In an effort to drive down costs, we have also had to take a hard look at our expenditures. Recently, we evaluated how we utilized our space and found that we were underutilizing nearly 50 percent of our two buildings. This, during such a tremendous economic boom in San Francisco, where office space runs more than $60 a square foot, provided us with a hard, but smart choice – consolidation. We have decided to move out of one of our buildings and to lease that vacant space for a few years to help lower the cost of tuition, while optimizing the use of our space. We need to think about what is right for our students, and this combination of efficiency and cost savings helps fulfill that responsibility.
As an eternal optimist, I look for the opportunity in everything.

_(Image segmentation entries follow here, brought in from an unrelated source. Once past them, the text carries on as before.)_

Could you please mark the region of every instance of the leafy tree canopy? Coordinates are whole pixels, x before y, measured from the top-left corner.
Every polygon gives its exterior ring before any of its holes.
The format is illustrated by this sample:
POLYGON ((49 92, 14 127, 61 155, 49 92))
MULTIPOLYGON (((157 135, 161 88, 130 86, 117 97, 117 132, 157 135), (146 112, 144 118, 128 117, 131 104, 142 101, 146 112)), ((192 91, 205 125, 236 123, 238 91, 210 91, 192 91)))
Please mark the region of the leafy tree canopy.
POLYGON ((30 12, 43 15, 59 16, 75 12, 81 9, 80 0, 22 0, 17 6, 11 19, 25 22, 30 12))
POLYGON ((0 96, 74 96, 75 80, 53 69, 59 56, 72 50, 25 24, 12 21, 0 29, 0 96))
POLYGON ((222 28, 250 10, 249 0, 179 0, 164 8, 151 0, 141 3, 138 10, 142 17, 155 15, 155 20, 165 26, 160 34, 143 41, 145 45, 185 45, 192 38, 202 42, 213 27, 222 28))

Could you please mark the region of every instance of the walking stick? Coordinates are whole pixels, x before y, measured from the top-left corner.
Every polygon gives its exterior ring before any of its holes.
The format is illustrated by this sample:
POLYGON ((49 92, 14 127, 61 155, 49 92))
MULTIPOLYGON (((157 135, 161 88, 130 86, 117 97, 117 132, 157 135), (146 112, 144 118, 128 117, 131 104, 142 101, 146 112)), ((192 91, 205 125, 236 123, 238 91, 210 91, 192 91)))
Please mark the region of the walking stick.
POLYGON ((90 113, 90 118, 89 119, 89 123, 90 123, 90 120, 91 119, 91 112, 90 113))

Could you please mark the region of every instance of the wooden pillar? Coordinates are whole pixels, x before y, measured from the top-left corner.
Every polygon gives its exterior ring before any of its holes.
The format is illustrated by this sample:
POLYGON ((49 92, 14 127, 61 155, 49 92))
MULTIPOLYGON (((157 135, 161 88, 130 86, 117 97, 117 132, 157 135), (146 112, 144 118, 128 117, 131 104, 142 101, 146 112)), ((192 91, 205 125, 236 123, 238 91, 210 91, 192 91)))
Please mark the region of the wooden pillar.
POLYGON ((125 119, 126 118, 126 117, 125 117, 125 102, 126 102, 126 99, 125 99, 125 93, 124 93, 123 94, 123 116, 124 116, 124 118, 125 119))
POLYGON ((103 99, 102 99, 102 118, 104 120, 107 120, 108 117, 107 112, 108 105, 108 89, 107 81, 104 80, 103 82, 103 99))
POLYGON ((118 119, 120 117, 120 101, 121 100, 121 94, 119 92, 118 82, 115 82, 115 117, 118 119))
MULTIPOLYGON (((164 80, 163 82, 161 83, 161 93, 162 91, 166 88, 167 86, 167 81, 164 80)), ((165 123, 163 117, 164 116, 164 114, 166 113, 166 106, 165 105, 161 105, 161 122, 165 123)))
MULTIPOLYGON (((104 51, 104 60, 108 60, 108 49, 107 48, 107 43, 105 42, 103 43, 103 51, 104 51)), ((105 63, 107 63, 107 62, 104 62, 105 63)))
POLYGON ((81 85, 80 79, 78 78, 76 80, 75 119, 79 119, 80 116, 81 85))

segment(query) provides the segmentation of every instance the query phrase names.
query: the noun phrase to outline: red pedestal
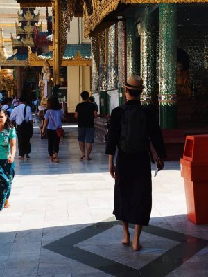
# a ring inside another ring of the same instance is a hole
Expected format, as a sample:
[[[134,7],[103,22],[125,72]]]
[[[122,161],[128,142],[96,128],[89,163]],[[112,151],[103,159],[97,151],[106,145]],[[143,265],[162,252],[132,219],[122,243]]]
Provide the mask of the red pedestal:
[[[208,224],[208,135],[187,136],[180,163],[188,220]]]

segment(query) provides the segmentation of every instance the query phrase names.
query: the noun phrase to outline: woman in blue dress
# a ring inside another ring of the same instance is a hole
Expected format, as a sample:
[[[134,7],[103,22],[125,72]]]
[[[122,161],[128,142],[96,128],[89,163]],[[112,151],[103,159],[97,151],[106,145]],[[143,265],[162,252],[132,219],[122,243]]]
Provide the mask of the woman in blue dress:
[[[0,211],[8,208],[12,181],[15,176],[16,131],[6,111],[0,108]]]

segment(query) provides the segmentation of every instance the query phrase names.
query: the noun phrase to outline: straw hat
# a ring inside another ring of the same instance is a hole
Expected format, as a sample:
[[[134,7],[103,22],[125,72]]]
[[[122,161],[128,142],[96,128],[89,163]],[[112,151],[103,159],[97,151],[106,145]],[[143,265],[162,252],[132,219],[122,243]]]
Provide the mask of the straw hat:
[[[143,80],[138,75],[132,75],[127,79],[126,83],[124,86],[127,89],[133,91],[141,91],[145,87],[143,85]]]

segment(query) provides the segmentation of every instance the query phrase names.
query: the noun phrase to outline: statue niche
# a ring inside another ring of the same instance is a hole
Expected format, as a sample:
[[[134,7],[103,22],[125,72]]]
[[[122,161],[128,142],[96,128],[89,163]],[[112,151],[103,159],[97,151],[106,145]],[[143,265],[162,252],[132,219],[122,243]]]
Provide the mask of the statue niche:
[[[40,91],[40,105],[46,109],[47,99],[52,95],[52,87],[53,82],[51,80],[52,74],[50,70],[50,64],[46,60],[42,68],[41,77],[39,80],[39,88]]]

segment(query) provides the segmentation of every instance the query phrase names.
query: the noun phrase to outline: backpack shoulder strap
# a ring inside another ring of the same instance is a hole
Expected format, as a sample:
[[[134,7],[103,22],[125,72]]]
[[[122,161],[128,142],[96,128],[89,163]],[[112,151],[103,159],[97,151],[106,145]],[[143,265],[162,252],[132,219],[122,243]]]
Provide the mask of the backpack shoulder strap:
[[[128,109],[128,105],[126,104],[121,105],[119,106],[123,111],[126,111]]]
[[[57,127],[56,127],[56,125],[55,125],[55,122],[54,122],[54,120],[53,120],[53,117],[51,116],[50,109],[49,109],[49,116],[50,116],[50,118],[51,118],[51,121],[53,122],[53,124],[54,125],[55,128],[57,128]]]
[[[24,106],[24,119],[25,119],[25,116],[26,116],[26,111],[27,109],[27,106],[26,105]]]

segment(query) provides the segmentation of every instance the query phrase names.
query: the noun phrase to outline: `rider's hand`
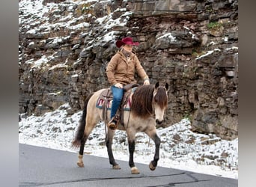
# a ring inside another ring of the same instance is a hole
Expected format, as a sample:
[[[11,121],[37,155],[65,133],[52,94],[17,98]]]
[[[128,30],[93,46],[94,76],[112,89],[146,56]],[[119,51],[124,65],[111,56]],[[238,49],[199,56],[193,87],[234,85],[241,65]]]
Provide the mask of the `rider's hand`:
[[[123,88],[123,85],[120,83],[116,83],[115,86],[119,88]]]
[[[148,79],[145,79],[145,80],[144,81],[143,85],[150,85],[149,80],[148,80]]]

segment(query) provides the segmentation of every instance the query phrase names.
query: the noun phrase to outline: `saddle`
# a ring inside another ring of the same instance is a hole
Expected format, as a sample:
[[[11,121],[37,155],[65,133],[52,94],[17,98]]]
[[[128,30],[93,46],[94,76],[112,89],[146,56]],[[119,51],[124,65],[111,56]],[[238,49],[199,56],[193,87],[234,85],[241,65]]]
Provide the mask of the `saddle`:
[[[131,83],[124,86],[124,96],[121,103],[117,111],[116,116],[118,118],[118,123],[119,122],[124,126],[124,111],[125,110],[125,106],[128,105],[129,101],[129,96],[132,94],[132,88],[138,87],[138,84]],[[103,117],[104,120],[107,119],[107,109],[110,109],[110,102],[113,99],[113,94],[110,88],[102,91],[99,96],[97,107],[103,109]],[[130,103],[129,103],[130,104]],[[102,105],[102,107],[100,106]]]

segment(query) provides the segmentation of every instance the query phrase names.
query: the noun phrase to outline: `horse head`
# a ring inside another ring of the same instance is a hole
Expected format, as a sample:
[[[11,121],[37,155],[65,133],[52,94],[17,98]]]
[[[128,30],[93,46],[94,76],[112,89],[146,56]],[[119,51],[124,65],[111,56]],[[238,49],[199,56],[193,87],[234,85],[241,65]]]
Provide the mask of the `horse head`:
[[[168,91],[169,85],[165,83],[165,86],[159,86],[159,83],[155,85],[153,94],[153,105],[155,111],[156,123],[161,124],[164,120],[165,111],[168,106]]]

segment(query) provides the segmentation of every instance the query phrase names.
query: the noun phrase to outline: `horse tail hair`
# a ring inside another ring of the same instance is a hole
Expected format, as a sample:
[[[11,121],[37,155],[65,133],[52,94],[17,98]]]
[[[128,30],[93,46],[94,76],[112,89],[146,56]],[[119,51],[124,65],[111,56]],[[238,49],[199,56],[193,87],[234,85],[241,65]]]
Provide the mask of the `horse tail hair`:
[[[87,114],[87,105],[88,102],[94,94],[90,94],[85,100],[84,108],[82,111],[82,115],[79,120],[79,125],[77,128],[76,136],[74,140],[72,141],[72,147],[77,148],[81,145],[82,141],[84,138],[85,129],[86,125],[86,114]]]

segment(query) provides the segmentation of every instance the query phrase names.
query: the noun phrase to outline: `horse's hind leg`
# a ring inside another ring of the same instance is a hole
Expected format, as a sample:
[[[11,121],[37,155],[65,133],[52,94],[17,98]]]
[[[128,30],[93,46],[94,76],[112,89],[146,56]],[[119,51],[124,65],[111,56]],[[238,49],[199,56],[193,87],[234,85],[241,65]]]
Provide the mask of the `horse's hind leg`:
[[[113,137],[115,135],[115,130],[111,130],[108,129],[107,137],[106,137],[106,146],[108,150],[108,155],[109,159],[109,163],[112,165],[113,169],[121,169],[119,165],[115,162],[114,159],[113,152],[112,152],[112,143],[113,143]]]
[[[156,135],[155,126],[152,127],[151,129],[147,129],[144,132],[155,142],[155,155],[153,156],[153,160],[152,160],[149,165],[150,169],[151,171],[154,171],[156,168],[157,162],[159,159],[159,147],[161,140],[160,138],[159,138]]]
[[[84,162],[82,161],[82,158],[83,158],[83,154],[84,154],[85,142],[88,138],[89,137],[89,135],[91,134],[91,131],[94,129],[94,126],[98,123],[99,120],[100,120],[99,117],[92,118],[90,117],[88,117],[86,119],[86,126],[85,126],[85,133],[84,133],[84,136],[82,139],[81,140],[80,150],[79,150],[79,153],[78,156],[79,160],[76,162],[77,165],[80,168],[84,167]]]
[[[133,153],[135,150],[135,133],[128,133],[128,145],[129,145],[129,165],[131,168],[132,174],[138,174],[139,171],[135,167],[133,162]]]
[[[84,148],[85,148],[85,140],[83,139],[81,141],[81,145],[80,145],[80,150],[79,150],[79,160],[77,161],[76,164],[80,168],[84,168],[84,162],[82,161],[82,157],[84,154]]]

While applications to law school have declined nationally, we have intentionally decreased the size of our entering class since the fall of 2011. During the last academic year, with an entering class of 150 students, we implemented a coaching program in which each first-year student is assigned a faculty coach with whom that student could discuss the transition to law school and to the legal profession.
This academic year I have met individually with each new student to learn about why they decided to attend law school, how they are doing so far and how we can help maximize their growth as budding attorneys. I’ve learned that our new students have compelling reasons for seeking a legal education – reasons that consistently involve the desire to help others seek and attain justice — and that they are committed to the hard work required as well as to marshaling the resources here to support them.
I began this spring term by meeting with each graduating student individually. They have echoed much of what our entering students told me. They have also been very thoughtful in their ideas about ways in which we can enhance our program, our communication with students and our support for student success. I’ve started working with my wonderful staff and faculty to address these suggestions.
LD: What do you do outside the law school when you’re not being dean?
RVC: I find this position to be a wonderful challenge, though my 24-year-old daughter often reminds me that I am “not the dean of everything,” which helps me to maintain perspective. That said, swimming is my meditation as well as a time when I compose many of the myriad speeches, welcomes, writings that are a part of the job. For the curious – I swim freestyle, maybe three-quarters of a mile to one mile in a pool nearly every morning. I did swim once in open water – two miles – and I remember thinking in the midst of it, “Are you nuts?” But I was determined to finish, and I did.
I love to read and in the last year have read a number of books about how our brains work, such as Mastermind: How to Think Like Sherlock Holmes and The Power of Habit. I’ve also read books about veterans such as The Things They Carried, Redeployment, Thank You for Your Service, No Man’s Land and Soldier Girls.
Most of my non-work time I try to spend with my family, particularly going to our 14-year-old’s soccer games to cheer him on as the team’s goalie. I also enjoy cooking and baking – especially Italian biscotti and an ever-changing Bolognese pasta sauce.